No more permissions than these are required. STRM Privacy prefers to have as few permissions as possible.

Next, an IAM user needs to be created that adheres to this policy. This quickstart uses the username strm-export-demo, but it is recommened that you use a more descriptive name for your organization.

First create the user:

$ aws iam create-user --user-name strm-export-demo

Then attach the policy that you have just created. This example assumes the policy document is in the same directory. Replace the file name strm-policy.json with the correct file name.

aws iam put-user-policy --user-name strm-export-demo \
--policy-name strm-bucket-write-access \
--policy-document file://strm-policy.json

Finally, create the access key for this user and download the credentials (keep these safe, as they provide access to the bucket):

aws iam create-access-key --user-name strm-export-demo > s3.json
note

STRM Privacy validates the user and credentials configuration by writing an empty JSONL file (file name: .strm_test_<random UUID>.jsonl) to the specified bucket/prefix upon creation of the batch exporter. If the data connector used has delete permissions, this file will be deleted after the test and therefore absent.

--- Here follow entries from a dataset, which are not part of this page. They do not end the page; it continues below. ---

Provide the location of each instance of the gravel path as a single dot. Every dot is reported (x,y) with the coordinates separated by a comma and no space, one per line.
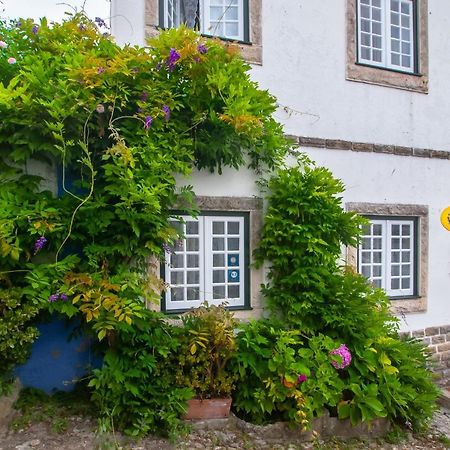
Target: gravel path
(81,435)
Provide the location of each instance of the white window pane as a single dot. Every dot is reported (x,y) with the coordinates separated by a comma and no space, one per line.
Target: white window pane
(376,55)
(231,13)
(395,45)
(376,271)
(192,244)
(218,244)
(233,227)
(406,61)
(218,227)
(365,25)
(365,12)
(177,261)
(406,7)
(218,276)
(365,39)
(218,292)
(233,291)
(395,59)
(366,257)
(219,260)
(395,19)
(395,5)
(365,53)
(193,277)
(191,227)
(395,32)
(376,28)
(377,243)
(193,293)
(231,29)
(405,21)
(193,260)
(233,244)
(376,14)
(177,294)
(376,42)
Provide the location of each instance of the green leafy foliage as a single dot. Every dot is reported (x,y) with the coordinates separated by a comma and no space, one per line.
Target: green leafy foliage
(207,346)
(134,390)
(92,139)
(317,304)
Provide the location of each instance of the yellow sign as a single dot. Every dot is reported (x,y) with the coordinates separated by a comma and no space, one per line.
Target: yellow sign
(445,218)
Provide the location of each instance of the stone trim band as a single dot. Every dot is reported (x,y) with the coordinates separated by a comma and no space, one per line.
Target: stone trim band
(338,144)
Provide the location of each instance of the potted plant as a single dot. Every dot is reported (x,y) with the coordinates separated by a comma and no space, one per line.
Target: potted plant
(208,343)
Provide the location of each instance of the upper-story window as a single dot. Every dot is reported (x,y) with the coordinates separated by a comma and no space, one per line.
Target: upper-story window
(223,18)
(387,34)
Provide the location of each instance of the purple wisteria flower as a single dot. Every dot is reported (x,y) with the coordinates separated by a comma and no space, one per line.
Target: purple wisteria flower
(39,244)
(53,298)
(345,355)
(148,122)
(202,49)
(100,22)
(174,56)
(166,111)
(301,378)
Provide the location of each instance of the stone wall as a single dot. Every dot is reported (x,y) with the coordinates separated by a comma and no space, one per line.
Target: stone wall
(438,341)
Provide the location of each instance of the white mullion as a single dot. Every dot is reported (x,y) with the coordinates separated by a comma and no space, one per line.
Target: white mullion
(386,39)
(207,260)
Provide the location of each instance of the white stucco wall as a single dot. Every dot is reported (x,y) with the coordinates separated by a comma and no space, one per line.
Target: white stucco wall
(304,66)
(127,21)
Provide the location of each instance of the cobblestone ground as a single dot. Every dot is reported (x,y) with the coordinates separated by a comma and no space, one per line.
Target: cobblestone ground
(81,435)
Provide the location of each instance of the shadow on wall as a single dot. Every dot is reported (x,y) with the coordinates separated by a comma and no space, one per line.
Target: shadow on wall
(59,358)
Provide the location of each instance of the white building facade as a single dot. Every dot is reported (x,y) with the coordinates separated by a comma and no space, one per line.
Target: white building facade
(362,85)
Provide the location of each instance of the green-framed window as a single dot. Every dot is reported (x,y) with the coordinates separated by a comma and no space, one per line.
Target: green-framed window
(210,263)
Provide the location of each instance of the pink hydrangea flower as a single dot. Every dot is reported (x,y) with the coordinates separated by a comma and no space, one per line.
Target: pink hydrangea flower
(345,355)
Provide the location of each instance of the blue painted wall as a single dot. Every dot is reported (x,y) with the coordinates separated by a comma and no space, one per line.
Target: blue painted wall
(57,363)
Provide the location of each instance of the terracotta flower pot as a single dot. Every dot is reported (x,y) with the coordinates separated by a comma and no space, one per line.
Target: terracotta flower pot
(211,408)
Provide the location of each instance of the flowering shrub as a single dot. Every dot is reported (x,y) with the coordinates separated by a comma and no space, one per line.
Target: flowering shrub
(319,305)
(345,357)
(111,128)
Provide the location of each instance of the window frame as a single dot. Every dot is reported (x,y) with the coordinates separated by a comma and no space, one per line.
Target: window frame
(245,266)
(243,20)
(420,212)
(386,254)
(386,37)
(361,72)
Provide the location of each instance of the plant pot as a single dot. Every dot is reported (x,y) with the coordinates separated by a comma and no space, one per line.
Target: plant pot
(211,408)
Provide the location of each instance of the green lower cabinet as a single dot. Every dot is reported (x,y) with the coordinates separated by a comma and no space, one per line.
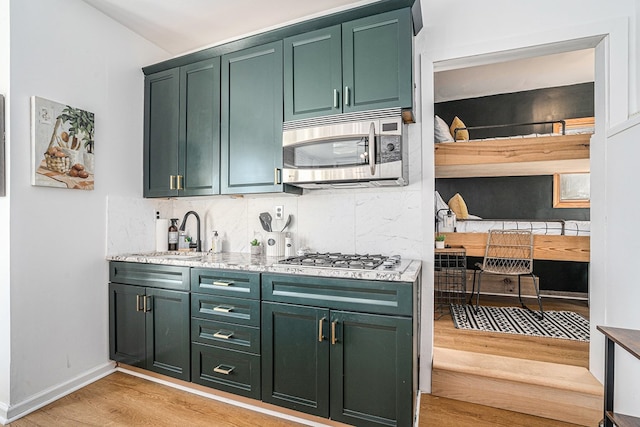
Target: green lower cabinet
(352,367)
(295,357)
(227,370)
(149,328)
(371,369)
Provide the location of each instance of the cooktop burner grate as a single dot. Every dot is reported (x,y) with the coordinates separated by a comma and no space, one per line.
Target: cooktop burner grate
(337,260)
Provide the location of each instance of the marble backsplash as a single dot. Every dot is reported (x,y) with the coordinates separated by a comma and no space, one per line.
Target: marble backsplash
(376,220)
(386,221)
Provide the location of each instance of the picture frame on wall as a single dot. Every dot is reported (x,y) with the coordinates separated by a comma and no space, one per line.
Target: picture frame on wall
(62,145)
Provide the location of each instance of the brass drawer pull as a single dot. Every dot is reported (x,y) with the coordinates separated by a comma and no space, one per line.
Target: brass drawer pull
(333,332)
(223,369)
(320,336)
(222,283)
(225,335)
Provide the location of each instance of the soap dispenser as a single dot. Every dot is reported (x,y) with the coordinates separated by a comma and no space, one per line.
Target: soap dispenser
(216,243)
(173,235)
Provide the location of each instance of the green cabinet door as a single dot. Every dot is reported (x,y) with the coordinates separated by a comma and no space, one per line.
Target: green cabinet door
(161,128)
(295,357)
(168,333)
(199,144)
(377,66)
(251,120)
(371,370)
(126,324)
(313,74)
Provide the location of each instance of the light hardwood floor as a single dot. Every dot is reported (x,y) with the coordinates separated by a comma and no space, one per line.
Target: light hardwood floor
(121,399)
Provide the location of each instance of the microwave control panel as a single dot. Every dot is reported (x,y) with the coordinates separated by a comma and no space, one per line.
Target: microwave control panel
(390,148)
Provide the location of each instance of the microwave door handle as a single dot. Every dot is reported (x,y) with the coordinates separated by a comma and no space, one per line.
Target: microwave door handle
(372,148)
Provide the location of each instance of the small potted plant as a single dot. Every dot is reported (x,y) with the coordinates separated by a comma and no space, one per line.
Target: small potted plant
(256,249)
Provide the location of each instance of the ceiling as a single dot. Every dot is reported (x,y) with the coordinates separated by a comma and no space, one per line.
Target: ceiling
(183,26)
(186,25)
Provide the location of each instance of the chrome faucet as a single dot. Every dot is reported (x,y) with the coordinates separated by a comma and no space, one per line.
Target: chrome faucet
(184,221)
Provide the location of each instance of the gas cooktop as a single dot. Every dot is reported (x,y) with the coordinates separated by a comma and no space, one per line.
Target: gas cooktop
(339,260)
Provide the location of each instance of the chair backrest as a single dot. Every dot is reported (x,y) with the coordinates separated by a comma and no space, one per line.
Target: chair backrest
(509,252)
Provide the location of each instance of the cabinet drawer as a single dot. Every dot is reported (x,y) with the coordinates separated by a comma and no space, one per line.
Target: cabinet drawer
(151,275)
(227,335)
(369,296)
(226,370)
(229,283)
(227,309)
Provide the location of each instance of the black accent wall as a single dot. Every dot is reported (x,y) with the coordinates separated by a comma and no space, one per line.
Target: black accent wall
(513,197)
(556,103)
(522,197)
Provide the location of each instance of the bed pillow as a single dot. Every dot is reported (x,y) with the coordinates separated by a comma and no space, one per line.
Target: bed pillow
(462,134)
(458,206)
(441,131)
(441,206)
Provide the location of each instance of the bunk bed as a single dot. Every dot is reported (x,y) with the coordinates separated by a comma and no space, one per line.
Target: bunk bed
(565,150)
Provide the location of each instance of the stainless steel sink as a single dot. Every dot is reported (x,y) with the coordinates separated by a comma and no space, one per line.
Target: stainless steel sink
(184,257)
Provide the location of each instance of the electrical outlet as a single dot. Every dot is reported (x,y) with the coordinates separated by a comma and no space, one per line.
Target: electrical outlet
(279,212)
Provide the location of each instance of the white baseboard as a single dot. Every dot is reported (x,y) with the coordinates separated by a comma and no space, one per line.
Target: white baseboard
(13,412)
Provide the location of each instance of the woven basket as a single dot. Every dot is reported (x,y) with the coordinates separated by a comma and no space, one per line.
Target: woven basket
(58,164)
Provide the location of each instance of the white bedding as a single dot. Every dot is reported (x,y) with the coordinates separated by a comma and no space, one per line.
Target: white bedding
(571,227)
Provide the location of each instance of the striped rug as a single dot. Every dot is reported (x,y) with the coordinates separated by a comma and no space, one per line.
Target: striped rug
(515,320)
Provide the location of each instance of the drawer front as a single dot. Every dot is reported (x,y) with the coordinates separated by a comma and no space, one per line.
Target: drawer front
(226,309)
(150,275)
(227,370)
(229,283)
(342,294)
(227,335)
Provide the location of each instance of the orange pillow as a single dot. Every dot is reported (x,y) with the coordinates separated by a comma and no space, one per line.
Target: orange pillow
(458,206)
(461,135)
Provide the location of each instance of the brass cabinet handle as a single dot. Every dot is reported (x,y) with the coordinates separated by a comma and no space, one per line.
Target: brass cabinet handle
(372,148)
(222,283)
(224,369)
(225,335)
(320,336)
(333,332)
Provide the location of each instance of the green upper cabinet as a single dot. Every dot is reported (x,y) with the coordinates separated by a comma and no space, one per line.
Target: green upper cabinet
(313,74)
(182,133)
(364,64)
(161,130)
(251,120)
(376,62)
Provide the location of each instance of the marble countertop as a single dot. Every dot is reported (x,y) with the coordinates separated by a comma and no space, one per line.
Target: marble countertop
(408,272)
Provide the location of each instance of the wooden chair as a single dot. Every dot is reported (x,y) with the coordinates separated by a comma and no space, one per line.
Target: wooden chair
(509,252)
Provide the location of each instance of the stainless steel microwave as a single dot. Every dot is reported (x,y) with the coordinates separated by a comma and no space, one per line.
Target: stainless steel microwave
(366,153)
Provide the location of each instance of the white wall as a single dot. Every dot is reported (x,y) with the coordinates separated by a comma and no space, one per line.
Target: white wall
(5,294)
(66,51)
(461,33)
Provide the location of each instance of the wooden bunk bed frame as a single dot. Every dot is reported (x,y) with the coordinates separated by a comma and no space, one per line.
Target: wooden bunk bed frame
(522,156)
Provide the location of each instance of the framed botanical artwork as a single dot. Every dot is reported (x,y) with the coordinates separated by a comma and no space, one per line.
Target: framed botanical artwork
(62,145)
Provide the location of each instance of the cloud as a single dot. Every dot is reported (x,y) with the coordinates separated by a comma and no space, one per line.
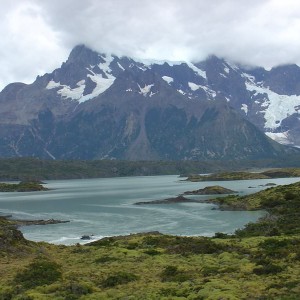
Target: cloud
(38,35)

First, make sure you have a file named s3.json in your current directory, with the following contents:

s3.json
{
"AccessKey": {
"UserName": "<your user name>",
"AccessKeyId": "<your access key>",
"Status": "Active",
"SecretAccessKey": "<your secret access key>",
"CreateDate": "<the creation date>"
}
}
tip

This is the same JSON as returned by aws iam create-access-key.

Create the data connector

With the AWS credentials in the file s3.json, you can create the data connector using the following command:

$ strm create data-connector s3 my-s3 strmprivacy-export-demo --credentials-file=s3.json
{
"ref": {
"name": "my-s3",
"projectId": "30fcd008-9696-...."
},
"s3Bucket": {
"bucketName": "strmprivacy-export-demo"
}
}

This will create a data connector named my-s3 for the bucket strmprivacy-export-demo, using the provided credentials. Specify the actual name of your bucket, and any name for the data connector itself.